By GWEN MURANAKA
The wooden mallet lifts and falls, lifts and falls. Steam rises, the hot rice cake is turned with deft, quick hands. With each strike, a lumpy, globular mass is formed into something smooth, elastic and delicious.
This past year was certainly a lumpy one in the Japanese American community, filled with discord and protest. Will 2016 see those lumps smoothed out, or are we in for another sticky, bumpy year?
From Keiro to Rago to Metro, the year 2015 was a tipping point in the Japanese American community. Issues long discussed reached critical mass and what happens from this point forward is uncertain. While uncertainty can be disconcerting and stressful, it can also be exciting. These moments are when dynamic, innovative change occurs — if the challenges are met with vigor, pragmatism and optimism.
So on that note, I offer four hopeful thoughts for 2016.
1. Little Tokyo is a gathering place
The Little Tokyo mural turned 10 years old in 2015 and as the mural says so simply: home is Little Tokyo. But it is an evolving J-Town that is becoming only more chaotic, vibrant and diverse. Even as we mourn the loss of Oiwake Restaurant and other businesses, the Go For Broke National Education Center’s move to the historic Nishi building further solidified that Little Tokyo is the national center of Japanese American culture.
The JA community gathered in August to celebrate the 75th anniversary of Nisei Week. At the close of this year many of those same folks rose up to protest the decision to move up road closures for the Regional Connector before the Metro Board of Directors, and an entire city took notice.
The problems of gentrification aren’t going away, but as this J-Town community asserted, neither is Little Tokyo.
2. A youth movement reaches maturity
Kizuna, started by a small, scrappy group of young Nikkei leaders, hit its five-year anniversary in 2015. Since its start, the youth leadership group has inspired and engaged hundreds of JA youth, bringing energy, new ideas and fresh faces to a community that is reluctant to accept change.
Handovers from aging institutions to youthful organizations were embodied by the transition from the now-dissolved Japanese American Historical Society of Southern California to the Little Tokyo Historical Society. LTHS pursued their vision in 2015 with exuberance: planning and installing the Sei Fujii monument that is passed by thousands of visitors to Japanese Village Plaza.
3. Japanese and Japanese Americans relations
Last year saw the emergence of a loud and energetic Shin Issei community. Whatever the ultimate resolution of Keiro, the voices of the Shin Issei have been heard loud and clear. Their opposition to the sale of Keiro’s facilities speaks to a continued need for services for a large Japanese-speaking community.
Corporate Japan continues to expand its presence in the U.S., with stores such as Daiso, Uniqlo and Tokyo Central Market seeing opportunity in the Shin Issei demographic.
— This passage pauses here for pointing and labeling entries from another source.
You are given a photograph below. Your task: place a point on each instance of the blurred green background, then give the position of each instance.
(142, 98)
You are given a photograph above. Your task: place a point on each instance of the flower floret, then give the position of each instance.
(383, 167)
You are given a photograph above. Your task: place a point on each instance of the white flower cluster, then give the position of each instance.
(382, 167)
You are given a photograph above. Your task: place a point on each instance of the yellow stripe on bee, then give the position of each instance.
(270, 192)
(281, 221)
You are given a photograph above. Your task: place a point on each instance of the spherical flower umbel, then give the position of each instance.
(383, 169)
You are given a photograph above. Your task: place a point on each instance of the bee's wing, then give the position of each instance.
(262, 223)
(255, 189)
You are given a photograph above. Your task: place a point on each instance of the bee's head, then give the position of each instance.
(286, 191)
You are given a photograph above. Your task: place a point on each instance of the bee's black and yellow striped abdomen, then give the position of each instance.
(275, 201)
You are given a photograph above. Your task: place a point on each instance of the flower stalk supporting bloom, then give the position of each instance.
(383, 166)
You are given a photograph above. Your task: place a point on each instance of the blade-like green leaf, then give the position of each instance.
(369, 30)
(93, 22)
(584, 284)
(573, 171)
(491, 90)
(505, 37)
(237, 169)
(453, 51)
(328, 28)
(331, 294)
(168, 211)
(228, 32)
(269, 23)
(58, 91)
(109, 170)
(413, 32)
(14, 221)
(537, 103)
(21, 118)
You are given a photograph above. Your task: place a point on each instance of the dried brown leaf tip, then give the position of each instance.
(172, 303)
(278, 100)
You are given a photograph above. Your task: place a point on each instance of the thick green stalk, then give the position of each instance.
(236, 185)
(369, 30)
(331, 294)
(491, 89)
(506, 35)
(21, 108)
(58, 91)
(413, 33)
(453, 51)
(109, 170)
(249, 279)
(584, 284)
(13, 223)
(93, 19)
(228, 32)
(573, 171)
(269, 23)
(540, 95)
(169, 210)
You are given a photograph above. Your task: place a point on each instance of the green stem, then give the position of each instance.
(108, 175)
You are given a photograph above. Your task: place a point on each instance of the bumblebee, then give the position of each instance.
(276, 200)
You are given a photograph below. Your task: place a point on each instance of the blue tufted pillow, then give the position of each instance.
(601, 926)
Yet recent Japanese immigrants as a group are underrepresented on the boards of many of the JA community’s institutions.
In a year that saw the sitting Japanese prime minister (and USC alumnus) visit Little Tokyo and pay his respects to the Nisei veterans of World War II, it is perhaps not surprising that the Shin Issei presence has been affirmed so emphatically.
4. Digital Awakening
Here at The Rafu, a difficult 2015 was most exemplified by the passing of George “Horse” Yoshinaga. Love him or hate him, he was the voice of the Nisei generation, and one of the last of the old Taul Building leaners. Horse got his start at The Heart Mountain Sentinel and knew the ins and outs of the presses. He lived to see the digital age of Rafu, a 112-year-old newspaper, moving forward in fits and starts.
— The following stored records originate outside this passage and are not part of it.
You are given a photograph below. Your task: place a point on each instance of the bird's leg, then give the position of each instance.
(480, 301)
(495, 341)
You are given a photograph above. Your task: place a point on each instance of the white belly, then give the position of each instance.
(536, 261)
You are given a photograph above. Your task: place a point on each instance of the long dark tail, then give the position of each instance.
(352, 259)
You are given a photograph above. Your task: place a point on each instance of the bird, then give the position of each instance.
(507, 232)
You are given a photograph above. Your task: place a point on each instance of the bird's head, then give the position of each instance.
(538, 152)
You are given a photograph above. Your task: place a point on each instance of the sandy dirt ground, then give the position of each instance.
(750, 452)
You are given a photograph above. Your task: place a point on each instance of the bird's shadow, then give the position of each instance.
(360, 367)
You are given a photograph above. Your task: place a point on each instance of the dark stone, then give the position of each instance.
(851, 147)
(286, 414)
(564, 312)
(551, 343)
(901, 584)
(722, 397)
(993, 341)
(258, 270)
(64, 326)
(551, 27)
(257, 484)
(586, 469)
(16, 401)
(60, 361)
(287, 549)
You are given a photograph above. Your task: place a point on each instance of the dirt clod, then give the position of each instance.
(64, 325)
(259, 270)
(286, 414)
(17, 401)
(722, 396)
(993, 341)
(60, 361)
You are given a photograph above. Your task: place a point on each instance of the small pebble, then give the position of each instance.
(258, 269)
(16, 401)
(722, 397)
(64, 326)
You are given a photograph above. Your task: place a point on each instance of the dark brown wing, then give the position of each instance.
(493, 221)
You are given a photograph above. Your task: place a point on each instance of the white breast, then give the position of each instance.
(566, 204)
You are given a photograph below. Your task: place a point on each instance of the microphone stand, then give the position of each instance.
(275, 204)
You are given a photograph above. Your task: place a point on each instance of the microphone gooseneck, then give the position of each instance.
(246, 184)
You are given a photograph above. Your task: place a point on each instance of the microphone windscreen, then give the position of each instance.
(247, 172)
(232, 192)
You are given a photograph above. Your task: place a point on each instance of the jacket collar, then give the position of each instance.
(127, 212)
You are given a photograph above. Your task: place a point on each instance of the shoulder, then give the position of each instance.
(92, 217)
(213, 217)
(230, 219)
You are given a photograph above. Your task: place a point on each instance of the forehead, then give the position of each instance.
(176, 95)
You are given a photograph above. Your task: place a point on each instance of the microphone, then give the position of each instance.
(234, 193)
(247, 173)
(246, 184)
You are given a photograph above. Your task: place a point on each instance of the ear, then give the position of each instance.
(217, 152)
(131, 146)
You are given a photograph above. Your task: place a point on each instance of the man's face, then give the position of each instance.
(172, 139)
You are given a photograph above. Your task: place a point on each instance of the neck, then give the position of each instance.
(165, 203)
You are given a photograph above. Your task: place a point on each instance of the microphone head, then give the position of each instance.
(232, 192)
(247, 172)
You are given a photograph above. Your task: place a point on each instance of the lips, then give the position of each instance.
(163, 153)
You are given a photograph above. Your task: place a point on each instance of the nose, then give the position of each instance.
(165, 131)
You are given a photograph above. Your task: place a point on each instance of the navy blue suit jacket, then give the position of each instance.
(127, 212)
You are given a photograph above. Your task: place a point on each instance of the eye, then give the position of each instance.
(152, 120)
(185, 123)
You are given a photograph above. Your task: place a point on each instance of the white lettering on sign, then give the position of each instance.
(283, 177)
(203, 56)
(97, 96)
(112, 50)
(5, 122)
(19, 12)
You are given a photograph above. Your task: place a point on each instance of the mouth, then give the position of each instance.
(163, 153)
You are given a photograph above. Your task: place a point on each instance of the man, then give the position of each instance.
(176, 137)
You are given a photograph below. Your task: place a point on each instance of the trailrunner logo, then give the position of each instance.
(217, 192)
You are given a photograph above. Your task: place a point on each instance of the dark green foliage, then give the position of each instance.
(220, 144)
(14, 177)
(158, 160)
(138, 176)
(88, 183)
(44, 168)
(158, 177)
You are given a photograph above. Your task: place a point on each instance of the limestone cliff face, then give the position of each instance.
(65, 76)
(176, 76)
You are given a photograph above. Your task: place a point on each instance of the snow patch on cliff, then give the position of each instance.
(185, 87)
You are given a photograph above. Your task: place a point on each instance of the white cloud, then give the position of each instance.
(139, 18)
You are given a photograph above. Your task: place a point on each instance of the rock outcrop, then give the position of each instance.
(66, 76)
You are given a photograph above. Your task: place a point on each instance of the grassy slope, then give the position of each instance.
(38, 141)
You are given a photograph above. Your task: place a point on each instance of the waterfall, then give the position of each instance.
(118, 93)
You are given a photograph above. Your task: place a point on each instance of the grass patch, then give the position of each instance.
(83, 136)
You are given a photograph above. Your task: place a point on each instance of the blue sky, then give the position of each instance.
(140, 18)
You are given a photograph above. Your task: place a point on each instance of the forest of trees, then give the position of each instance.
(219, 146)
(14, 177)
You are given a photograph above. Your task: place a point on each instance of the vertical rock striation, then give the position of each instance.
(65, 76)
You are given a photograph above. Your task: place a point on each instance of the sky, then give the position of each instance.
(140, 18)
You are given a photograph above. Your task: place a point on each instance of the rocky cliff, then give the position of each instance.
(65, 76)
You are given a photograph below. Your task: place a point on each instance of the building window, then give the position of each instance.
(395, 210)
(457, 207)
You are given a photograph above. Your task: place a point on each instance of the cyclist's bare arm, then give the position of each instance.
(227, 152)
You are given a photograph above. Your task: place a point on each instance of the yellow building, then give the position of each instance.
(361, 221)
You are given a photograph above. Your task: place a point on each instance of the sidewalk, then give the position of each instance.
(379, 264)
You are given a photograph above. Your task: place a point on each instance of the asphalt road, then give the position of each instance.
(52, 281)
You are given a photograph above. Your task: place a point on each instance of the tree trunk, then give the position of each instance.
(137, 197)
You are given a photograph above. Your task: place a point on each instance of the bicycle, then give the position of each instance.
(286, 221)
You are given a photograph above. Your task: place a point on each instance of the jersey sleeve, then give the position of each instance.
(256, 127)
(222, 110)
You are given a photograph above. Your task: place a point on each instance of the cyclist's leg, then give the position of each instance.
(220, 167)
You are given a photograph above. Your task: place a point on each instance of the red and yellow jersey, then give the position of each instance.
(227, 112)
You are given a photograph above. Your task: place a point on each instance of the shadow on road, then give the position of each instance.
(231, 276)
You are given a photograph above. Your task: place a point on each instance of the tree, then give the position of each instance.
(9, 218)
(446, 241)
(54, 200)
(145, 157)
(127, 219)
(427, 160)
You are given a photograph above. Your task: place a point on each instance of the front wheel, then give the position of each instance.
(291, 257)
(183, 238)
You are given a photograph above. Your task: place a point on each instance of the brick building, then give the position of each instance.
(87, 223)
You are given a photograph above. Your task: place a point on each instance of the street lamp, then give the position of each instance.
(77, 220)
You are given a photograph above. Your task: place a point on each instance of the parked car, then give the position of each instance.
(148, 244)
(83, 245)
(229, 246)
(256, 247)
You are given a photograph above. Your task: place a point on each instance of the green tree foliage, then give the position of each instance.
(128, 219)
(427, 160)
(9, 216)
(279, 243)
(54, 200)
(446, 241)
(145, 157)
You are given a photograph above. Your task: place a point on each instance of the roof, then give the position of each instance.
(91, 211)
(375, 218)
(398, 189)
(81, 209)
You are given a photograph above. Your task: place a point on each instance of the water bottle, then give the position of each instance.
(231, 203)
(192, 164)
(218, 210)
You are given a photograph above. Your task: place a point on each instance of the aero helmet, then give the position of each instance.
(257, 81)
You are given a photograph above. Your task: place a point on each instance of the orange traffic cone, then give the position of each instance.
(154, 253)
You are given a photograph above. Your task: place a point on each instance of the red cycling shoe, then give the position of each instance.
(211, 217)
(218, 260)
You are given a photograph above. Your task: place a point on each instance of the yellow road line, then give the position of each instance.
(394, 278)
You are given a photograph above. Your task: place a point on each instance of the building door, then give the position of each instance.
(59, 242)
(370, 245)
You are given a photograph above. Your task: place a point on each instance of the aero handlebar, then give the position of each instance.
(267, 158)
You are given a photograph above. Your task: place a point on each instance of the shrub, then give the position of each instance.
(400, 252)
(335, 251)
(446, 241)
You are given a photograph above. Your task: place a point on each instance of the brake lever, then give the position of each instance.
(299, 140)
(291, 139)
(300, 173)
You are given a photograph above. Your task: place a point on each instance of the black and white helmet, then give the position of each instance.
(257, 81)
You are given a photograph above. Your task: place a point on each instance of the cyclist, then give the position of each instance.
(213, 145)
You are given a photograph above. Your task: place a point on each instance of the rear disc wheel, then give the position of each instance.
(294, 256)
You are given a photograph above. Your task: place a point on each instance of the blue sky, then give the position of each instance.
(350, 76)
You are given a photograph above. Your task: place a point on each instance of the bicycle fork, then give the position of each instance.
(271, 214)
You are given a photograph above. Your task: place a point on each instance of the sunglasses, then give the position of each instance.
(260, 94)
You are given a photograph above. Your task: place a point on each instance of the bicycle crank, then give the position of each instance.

The future is here and it’s digital. The Rago auction of Heart Mountain artifacts was a moment where Japanese Americans successfully took to social media to advance a cause, in that case, the preservation of priceless artifacts from Heart Mountain.
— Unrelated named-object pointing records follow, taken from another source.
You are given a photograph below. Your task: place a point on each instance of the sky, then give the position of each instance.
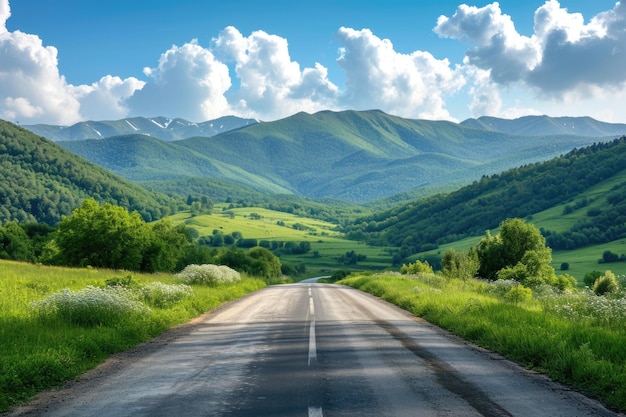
(66, 61)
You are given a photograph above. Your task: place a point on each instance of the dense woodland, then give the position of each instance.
(427, 223)
(41, 182)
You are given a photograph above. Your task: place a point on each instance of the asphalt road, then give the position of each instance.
(310, 350)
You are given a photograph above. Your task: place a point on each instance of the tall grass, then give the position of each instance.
(576, 338)
(56, 323)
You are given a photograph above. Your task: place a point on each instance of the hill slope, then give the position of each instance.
(41, 182)
(351, 156)
(519, 192)
(544, 125)
(159, 127)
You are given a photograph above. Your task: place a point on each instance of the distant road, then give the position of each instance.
(310, 350)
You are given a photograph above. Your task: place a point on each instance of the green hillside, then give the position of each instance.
(356, 156)
(573, 180)
(41, 182)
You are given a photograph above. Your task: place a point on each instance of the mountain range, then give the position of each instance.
(158, 127)
(355, 156)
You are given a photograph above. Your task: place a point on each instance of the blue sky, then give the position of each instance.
(69, 60)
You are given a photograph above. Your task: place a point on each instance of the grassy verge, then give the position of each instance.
(575, 339)
(40, 351)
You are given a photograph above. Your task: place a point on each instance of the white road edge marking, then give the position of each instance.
(312, 344)
(315, 412)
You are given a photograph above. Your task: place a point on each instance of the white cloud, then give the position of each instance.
(5, 13)
(31, 88)
(106, 98)
(271, 84)
(33, 91)
(564, 56)
(189, 82)
(409, 85)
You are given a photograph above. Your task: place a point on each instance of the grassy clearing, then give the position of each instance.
(42, 348)
(584, 351)
(327, 246)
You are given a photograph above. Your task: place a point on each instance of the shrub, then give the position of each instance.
(208, 274)
(518, 294)
(416, 268)
(162, 295)
(91, 306)
(606, 284)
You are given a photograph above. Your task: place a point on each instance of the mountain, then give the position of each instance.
(354, 156)
(544, 125)
(158, 127)
(41, 182)
(519, 192)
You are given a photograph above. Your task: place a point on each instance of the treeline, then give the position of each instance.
(108, 236)
(238, 195)
(425, 224)
(42, 182)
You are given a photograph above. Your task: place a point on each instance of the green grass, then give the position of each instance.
(327, 245)
(40, 351)
(582, 351)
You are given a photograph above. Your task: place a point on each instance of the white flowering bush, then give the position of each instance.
(500, 287)
(162, 295)
(586, 305)
(208, 274)
(92, 305)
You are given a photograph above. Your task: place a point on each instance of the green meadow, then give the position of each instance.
(574, 338)
(45, 347)
(327, 245)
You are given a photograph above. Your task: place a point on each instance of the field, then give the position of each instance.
(47, 343)
(327, 246)
(574, 338)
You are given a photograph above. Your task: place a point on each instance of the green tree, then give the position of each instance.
(105, 236)
(518, 252)
(606, 284)
(15, 243)
(267, 264)
(166, 246)
(463, 265)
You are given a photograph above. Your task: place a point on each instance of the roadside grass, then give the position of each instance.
(585, 352)
(41, 349)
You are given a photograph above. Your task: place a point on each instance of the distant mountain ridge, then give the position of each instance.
(545, 125)
(355, 156)
(158, 127)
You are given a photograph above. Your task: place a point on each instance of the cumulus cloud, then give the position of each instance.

Our brethren at Pacific Citizen will be embarking on a fully digital format from 2016, ending a print tradition of more than 80 years. Will Rafu be far behind? In an era of Twitter and Facebook, the medium has changed but the importance of conveying news, commentary and information to the Japanese American community has not diminished.
It is truly remarkable that, as it has been for over 100 years, if you want to know what’s going on in the JA community, you have to read it in The Rafu.
It is a mission we look forward to as we rush headlong to the monkey business of 2016. No doubt it will be a year of continued changes in the Japanese American community, more closures as well as openings in Little Tokyo, more Regional Connector construction — and, of course, more Donald Trump.
Shinnen akemashite omedetou gozaimasu. May your year start off with lots of mochi, family gatherings and hopes for peaceful times ahead.